The Reasoning Trap: An Information-Theoretic Bound on Closed-System Multi-Step LLM Reasoning

Published 3 May 2026 in cs.CL, cs.AI, and cs.LG | (2605.01704v2)

Abstract: When copies of the same LLM are prompted to debate, they produce diverse phrasings of one perspective rather than diverse perspectives. Multi-agent debate (MAD), and more broadly closed-system reasoning where agents iteratively transform each other's outputs, tends to preserve answer accuracy while degrading the reasoning behind those answers. We name the multi-agent case the Debate Trap and the broader phenomenon the Reasoning Trap, offering a programmatic theory of evidence-grounded reasoning failure.The framework has three parts: (i) SFS (Supported Faithfulness Score), a claim-level metric verifying decomposed atomic claims against provided evidence (decomposer-invariant rankings: Spearman rho=1.0); (ii) EGSR (Evidence-Grounded Socratic Reasoning), replacing adversarial argumentation with evidence-grounded inquiry; (iii) Theorem 1 (DPI Bound): under standard MAD, the chain E -> O⁰ -> O¹ -> ... is Markov, and the Data Processing Inequality implies E[I(E;O^{t+1})] <= E[I(E;O^t)]. Three companion results -- open-system recovery (Theorem 2), EGSR accumulation (Lemma 2), and vote-aggregation floor (Proposition 1) -- partition multi-step LLM reasoning by its information-theoretic relationship to E. Across 16 conditions on SciFact (300 claims) and FEVER (1,000 claims), DebateCV (C13) preserves 88% of baseline accuracy while SFS drops 43%; majority-vote MAD (C15) reduces SFS to 1.7% of baseline (p < 10^{-6}, d = -0.96); EGSR recovers 98%. An R6 cohort study (Korean n=10x30 FEVER; English n=3x200 SciFact) finds inter-rater Fleiss kappa <= +0.018 with 0.8-1.4 Likert intra-rater shifts across language and domain -- the human agreement that faithfulness metrics have been calibrated against is not itself stable. We offer one falsifiable conjecture: any closed-system reasoning protocol preserving Theorem 1's Markov structure is, in expectation, subject to the same DPI bound.

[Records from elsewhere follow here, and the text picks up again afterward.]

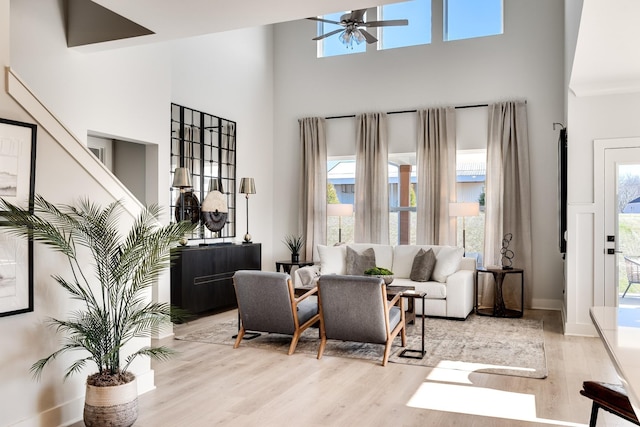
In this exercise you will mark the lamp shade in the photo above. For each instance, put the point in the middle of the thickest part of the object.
(464, 209)
(247, 186)
(181, 178)
(215, 185)
(339, 209)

Abstract PDF Upgrade to Chat

Authors (1)

Kwan Soo Shin

Summary

The paper introduces the DPI bound that quantifies information loss across iterative closed-system LLM reasoning steps.
The methodology rigorously partitions multi-step debate protocols using Markov closure criteria and reveals significant Supported Faithfulness Score drops.
The study demonstrates that external evidence injection, as in EGSR, recovers reasoning faithfulness and challenges accuracy-based evaluations.

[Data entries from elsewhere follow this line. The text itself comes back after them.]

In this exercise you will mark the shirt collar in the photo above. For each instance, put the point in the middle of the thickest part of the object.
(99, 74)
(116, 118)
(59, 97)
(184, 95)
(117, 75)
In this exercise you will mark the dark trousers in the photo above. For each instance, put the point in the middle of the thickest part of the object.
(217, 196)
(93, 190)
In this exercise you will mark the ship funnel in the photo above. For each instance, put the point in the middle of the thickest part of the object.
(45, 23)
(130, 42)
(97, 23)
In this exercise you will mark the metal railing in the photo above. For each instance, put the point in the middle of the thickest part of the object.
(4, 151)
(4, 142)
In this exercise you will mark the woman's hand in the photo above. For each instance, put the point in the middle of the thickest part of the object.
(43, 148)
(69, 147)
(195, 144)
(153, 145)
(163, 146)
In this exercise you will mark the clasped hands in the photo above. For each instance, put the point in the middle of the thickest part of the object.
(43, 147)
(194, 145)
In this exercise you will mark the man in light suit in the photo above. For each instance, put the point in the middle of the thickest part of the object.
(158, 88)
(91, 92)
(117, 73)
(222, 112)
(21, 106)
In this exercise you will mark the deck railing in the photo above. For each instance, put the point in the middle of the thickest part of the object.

Information-Theoretic Limits of Multi-Agent Debate: The Reasoning Trap in LLMs

Problem Formulation and Theoretical Advances

The paper "The Reasoning Trap: An Information-Theoretic Bound on Closed-System Multi-Step LLM Reasoning" (2605.01704) develops a systematic theory addressing why multi-agent debate (MAD) protocols involving copies of the same LLM degrade reasoning faithfulness even as answer accuracy is preserved. The central theoretical claim is formalized as the DPI (Data Processing Inequality) Bound: In a closed-system Markov chain, where agent outputs are iteratively conditioned only on prior outputs and shared model parameters without re-injecting external evidence, the expected mutual information between evidence and agent outputs is non-increasing across steps.

The authors define reasoning faithfulness quantitatively as mutual information $I(E; O^t)$ between the evidence $E$ and the agent outputs $O^t$ , and introduce the Supported Faithfulness Score (SFS) — a claim-level metric grounded in atomic decomposition and external verification against evidence. SFS is constructed to be decomposer-invariant (condition-level Spearman $\rho=1.0$ for GPT-4o/Claude decomposers) and operationalizes reasoning process-level measurement, not just correctness of the answer.

The analysis rigorously partitions closed-system multi-step reasoning protocols using four Markov closure criteria: shared parameters, single evidence injection at initialization, sequential dependency on prior agent outputs, and symmetric aggregation. Any protocol satisfying these is provably subject to the DPI bound:

$\mathbb{E}[I(E; O^{t+1})] \leq \mathbb{E}[I(E; O^t)]$

with strict inequality for vote-aggregation/summary protocols. This structural result holds for multi-agent debate, token-Markov CoT, Reflexion, and linear ToT; paradigms such as self-consistency and mixture-of-experts violate the closure and are outside scope (Figure 1).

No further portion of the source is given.